To launch the PacBio Onso importer, go to:
Import () | PacBio () | PacBio Onso ().
This opens a dialog where files can be selected and import options specified (figure 7.11).
Figure 7.11: Importing data from PacBio Onso.
The General options are:
- Paired reads.
Files will be paired up based on their names, which are assumed to contain _R1 and _R2 (alternatively, _1 and _2), respectively. Other than the R1/R2 (or the 1/2), the file names in a pair are expected to be identical.
Under Paired read information:
- Choose the orientation of the paired reads, either Forward-reverse or Reverse-forward.
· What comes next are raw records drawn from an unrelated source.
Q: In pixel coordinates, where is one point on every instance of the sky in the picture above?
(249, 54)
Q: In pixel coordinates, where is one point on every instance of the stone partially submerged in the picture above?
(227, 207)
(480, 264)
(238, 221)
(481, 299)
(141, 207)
- Specify the insert sizes by setting Minimum distance and Maximum distance. Data sets with different insert sizes should be imported separately, with the correct minimum and maximum distance.
Read more about handling paired data in General notes on handling paired data.
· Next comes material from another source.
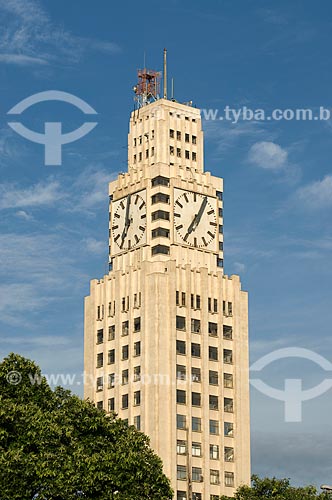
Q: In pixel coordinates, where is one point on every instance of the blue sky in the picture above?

- Discard read names. Read names can be discarded to save disk space without affecting analysis results. Keeping read names can be useful in some circumstances, such as when inspecting sequence list contents or when working downstream with subsets of sequences.
- Discard quality scores. Quality scores are visible in read mappings and are used by various tools, e.g. for variant detection. If quality scores are not relevant, use this option to discard them and reduce disk space and memory consumption.
The PacBio Onso options are:
- Join reads from different lanes.
When checked, fastq files from the same sequencing run but from different lanes are imported as a single sequence list.
Lane information is expected in the filenames as "_L<digits>", e.g. "L001" for lane 1. If this patterns occurs more than once in a filename, the last occurrence in the name is used. For example, for a filename "myFile_L001_L1.fastq" the lane information is assumed to be L1.